One of the biggest challenges in designing social programs is to make sure you’re not just rewarding people for doing what they were already planning to do.
When designing, say, a mortgage-interest tax deduction to promote homeownership, you want to encourage people who otherwise would rent to buy, not just give a tax break to people who would buy homes anyway. You also don’t want to keep the number of people doing the subsidized activity the same, and just change who is doing it. Economists refer to that phenomenon as “displacement.”
I don't know how much actual cost goes into a concerted effort to cull more or better interns. Retaining someone who would have stayed regardless isn't a win. How do we know that the scheme has worked?
Displacement is the main reason I favor attraction strategies over brain drain plugs. Talent born elsewhere is better for economic development than hiring locals. Don't impede outmigration. Seek birthplace diversity:
We find a positive and robust correlation between birthplace diversity and productivity. This association is particularly strong for the diversity of immigrants, especially for skilled immigrants in richer countries. Expanding the diversity of skilled immigration by one standard deviation (e.g., from Iran to Ireland, or Ireland to US) increases long-run real income by a factor of 1.2 to 1.5.
Stopping brain drain decreases birthplace diversity. It undermines productivity. In essence, Richard Florida's advice is harmful:
Dear Atlantic Cities,
My home state of Iowa is surrounded by states with bigger cities acting as bigger magnets for its college graduates. Within a few years of graduation, nearly all of my friends and acquaintances had fled the state, and a few years later I joined them. It seems unlikely, particularly in that context, that Des Moines is ever going to "catch up" to Chicago, or even Minneapolis or Kansas City.

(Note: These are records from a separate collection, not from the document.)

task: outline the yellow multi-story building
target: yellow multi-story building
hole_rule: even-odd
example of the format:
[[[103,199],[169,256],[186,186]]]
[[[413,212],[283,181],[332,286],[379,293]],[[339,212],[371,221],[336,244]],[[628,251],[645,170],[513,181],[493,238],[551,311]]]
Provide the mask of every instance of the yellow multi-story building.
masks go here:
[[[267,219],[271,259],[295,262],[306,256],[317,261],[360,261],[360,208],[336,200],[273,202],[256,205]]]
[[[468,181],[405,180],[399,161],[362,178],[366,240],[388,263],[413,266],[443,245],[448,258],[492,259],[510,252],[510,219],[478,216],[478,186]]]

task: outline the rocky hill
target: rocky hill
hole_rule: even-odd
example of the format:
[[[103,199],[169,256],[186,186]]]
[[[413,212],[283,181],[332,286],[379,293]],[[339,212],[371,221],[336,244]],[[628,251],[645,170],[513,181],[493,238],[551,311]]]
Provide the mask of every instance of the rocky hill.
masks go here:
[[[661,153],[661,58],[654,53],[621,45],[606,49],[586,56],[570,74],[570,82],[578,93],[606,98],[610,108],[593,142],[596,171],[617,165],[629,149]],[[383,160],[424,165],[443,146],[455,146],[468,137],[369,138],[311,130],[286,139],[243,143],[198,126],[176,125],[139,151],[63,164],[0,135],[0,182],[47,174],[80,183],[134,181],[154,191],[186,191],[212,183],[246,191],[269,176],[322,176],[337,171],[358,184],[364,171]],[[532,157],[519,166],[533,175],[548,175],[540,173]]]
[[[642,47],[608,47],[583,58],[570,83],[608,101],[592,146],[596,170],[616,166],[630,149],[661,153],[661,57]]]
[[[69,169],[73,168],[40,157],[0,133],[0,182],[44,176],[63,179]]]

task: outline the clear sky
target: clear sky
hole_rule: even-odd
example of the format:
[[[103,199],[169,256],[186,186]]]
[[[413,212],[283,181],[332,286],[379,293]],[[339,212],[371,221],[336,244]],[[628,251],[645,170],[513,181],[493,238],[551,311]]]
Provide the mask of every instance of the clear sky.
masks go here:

What should these states do, from an urban future-centric perspective? Are they simply obsolete as polities, should they just be decertified and folded into neighbors which won the city race?
-Matt Kuhns, Lakewood, Ohio
Richard Florida: Matt, you've hit upon what urbanists sometimes call the giant urban sorting machine. The problem for cities like yours is that young people are the most likely to move. A 25-year-old college graduate is three to five times more likely to move as someone in their 50s. Many cities think they can lure young people back as they get older and have families, and while this may work to a certain extent, the simple math suggests they can never recoup their losses of young people.
What can they do? As I argued long ago, Number 1 is to try to stem the losses. Figure out ways to retain that age group. I'm not saying that only that group matters, but if they cannot be kept or captured it will be hard to stem the sorting problem, as you describe. In fact, this is exactly the problem both Boston and Silicon Valley confronted a half century ago — talented young people were leaving Cambridge (MIT, Harvard, etc.) and Stanford for better jobs, etc., elsewhere. This is why university leaders (not mayors and economic developers) decided to support high-tech development. It could provide a source of employment for these new grads.
Stemming the "sorting problem" is a lot like discouraging a high school graduate from going to college. Everyone loses. Struggling cities should do the opposite of what Richard Florida recommends.